6 commenti su  1  2   pagine dal più vecchio | dal più recente
#6 nino47 (2093) - lettore
il 20.04.11 alle ore 10:06 scrive:
Ammetta però che la maggior parte dei furbessi fà parte di quei vip, in gran quantità comici, che a furia di fingere o far ridere sul palcoscenico si sono convinti che anche la realtà sia come la raffigurano loro....
#5 coni (337) - lettore
il 20.04.11 alle ore 8:54 scrive:
Ho già detto ieri che sono particolarmente soddisfatto del destino capitato adegli ingenui, incauti, e anche a molti tromboni. Sono particolarmente felice per la fregatura presa dai "VIP" (veri importanti pezzi di) è proprio un bel regalo che si sono meritati per pasqua, fino a ieri molti di questi tromboni, piangevano il taglio alla cultura, ora sappiamo dove finivano i soldi alla cultura, dalle loro tasche passavano alle tasche di chi li ha fregato. Auguro a tutti loro di non riuscire a repuperare un solo centesimo, anzi se viene accerato che sono stati evasori, auguro loro la galera. Certo la cultura, di chi apparecchiava spettacoli che neanche un deficente andava a vedere. Questi totem della commedia del teatro, del cinema, arriccjiti dalle sale vuote. Agli ingenui invece dico, speravate veramente di incassare il 10%? Allora avete anche pensato di essere gli unici furbi e affaristi in Italia, gli altri si debbono accontenatre dello 0,9% dei BOT. Via anxche le mutande.

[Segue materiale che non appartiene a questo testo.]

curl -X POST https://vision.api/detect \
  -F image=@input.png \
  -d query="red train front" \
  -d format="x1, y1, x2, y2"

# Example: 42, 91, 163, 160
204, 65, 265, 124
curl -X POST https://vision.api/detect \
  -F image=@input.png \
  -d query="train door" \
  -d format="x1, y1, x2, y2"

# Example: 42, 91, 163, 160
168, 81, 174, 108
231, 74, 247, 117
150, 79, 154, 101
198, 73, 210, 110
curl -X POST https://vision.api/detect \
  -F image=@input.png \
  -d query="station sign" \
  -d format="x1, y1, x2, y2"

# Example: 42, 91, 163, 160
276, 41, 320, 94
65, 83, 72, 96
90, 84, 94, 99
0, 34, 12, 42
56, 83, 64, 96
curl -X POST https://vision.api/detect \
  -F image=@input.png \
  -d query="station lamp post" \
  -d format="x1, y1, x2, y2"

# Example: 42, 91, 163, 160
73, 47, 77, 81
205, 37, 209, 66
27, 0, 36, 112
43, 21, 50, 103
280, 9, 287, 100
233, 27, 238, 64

#4 decisamente (2524) - lettore
il 20.04.11 alle ore 0:28 scrive:
Perfettamenta condiviso il suo pensiero, prof. Veneziani.....................
#3 Andoni (233) - lettore
il 19.04.11 alle ore 17:37 scrive:
Scusami Marcé, ma ancora non avevo avuto il tempo di criticare il tuo articolo. Peró oggi mi sembra piuttosto scialbo, bruttino, senza idee originali. Ti stai per caso deprimendo ?
#2 lunisolare (2326) - lettore
il 19.04.11 alle ore 17:13 scrive:
Madre avidità è sempre incinta, partorisce in continuazione polii da spennare , è come il gioco delle tre carte, inizialmente qualcuno vince per incoraggiare poi si perde sempre.